On assiste aux derniers soubresauts du système. Soit on aura une dictature, soit on connaîtra une situation 1789, conclut l’administrateur du Courrier des Stratèges.
Mercouris – Pas plus que l’URSS en 1918, la Russie ne menace l’Europe
La preuve que la menace russe est, comme les autres, une menace creuse qui a pour seul but de rançonner les populations est que les états européens ne font rien, mais rien du tout, pour augmenter leur production d’armes, ni même de drones, ce qui serait pourtant facile, selon Alexander Mercouris dans sa dernière vidéo : La Russie frappe à nouveau l’Ukraine ; les USA ne donneront pas de missiles à longue portée à Kiev ; L’Allemagne paie toutes les factures de Kiev.
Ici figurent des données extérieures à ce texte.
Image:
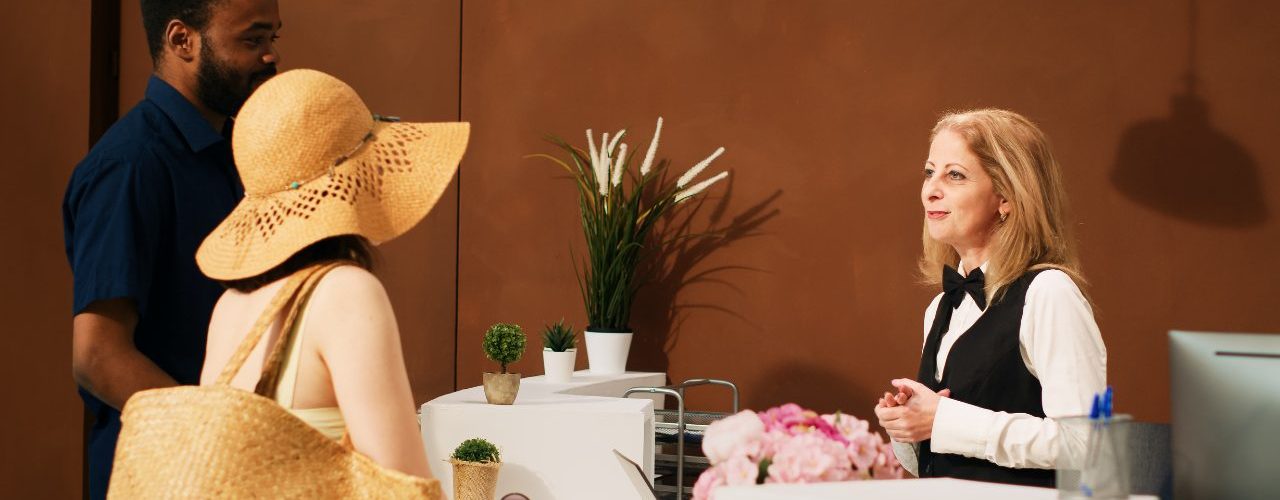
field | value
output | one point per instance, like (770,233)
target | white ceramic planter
(607,353)
(558,367)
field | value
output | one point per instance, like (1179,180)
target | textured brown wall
(44,47)
(402,56)
(824,109)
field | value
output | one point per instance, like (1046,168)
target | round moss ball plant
(504,343)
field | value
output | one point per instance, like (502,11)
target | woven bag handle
(287,296)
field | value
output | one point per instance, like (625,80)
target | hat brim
(380,192)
L’Allemagne qui avait promis de reconvertir ses usines de fabrication de voitures en usines d’armement a finalement décidé d’acheter des armes aux USA à la place, ce qui va achever de la désindustrialiser et de la rendre totalement dépendante des USA. Mercouris affirme au passage que Friedrich Merz est un premier ministre encore pire que Sholtz qui était déjà nul. (Apparemment chez eux, c’est comme chez nous, chaque dirigeant est pire que le précédent…) La seule chose qui empêche Macron de faire la même chose est que le puissant lobby de l’armement français ne le permettra jamais.
Mercouris ajoute que la guerre des droits de douane (tariffs) est une prolongation de la guerre des sanctions. Mais que ni la Chine, ni la Russie, ni sans doute l’Inde, ne cèderont à l’ultimatum de Trump. Apparemment la demande de pétrole n’a jamais été si forte, alors que la production baisse, donc il ne faudrait pas grand-chose pour déséquilibrer le marché du pétrole et les USA, l’Angleterre et l’UE seraient les premiers à en souffrir…
Et pendant ce temps-là, sur le front ukrainien, les Russes avancent de plus en plus rapidement.
Brian Berletic – Depuis la guerre hispano-américaine de 1898, « America First » signifie la guerre perpétuelle pour l’hégémonie
Ceux qui ont cru que le slogan de Trump l’Amérique d’abord ou Rendre sa grandeur à l’Amérique signifiait qu’il allait se recentrer sur la politique intérieure n’ont rien compris à l’essence même des Etats-Unis. Pour eux c’est toujours une question d’hégémonie sur le monde et les slogans ne servent qu’à tromper le peuple qui lui ne veut plus de guerres. Ils font tous pareil, Barak Obama en tête !
Trump se partage la tâche avec l’UE. Les Européens vont s’occuper de l’Ukraine et les Etats-Unis des BRICS. Ils vont faire comme en Syrie. Ils ne vont jamais faire la paix, ils vont geler le conflit, et nous avons vu comment ça s’est terminé en Syrie. La guerre des Etats-Unis contre la Russie par proxy ukrainien interposé a été soigneusement préparée et mise en œuvre dans le cadre du maintien de l’hégémonie étasunienne. C’est pareil pour l’Iran au Moyen Orient et la Chine en Asie. Ils veulent contenir ces nations en utilisant contre elles les pays qui les entourent. En Ukraine la guerre est dirigée par des généraux étasuniens et les opérations terroristes par la CIA.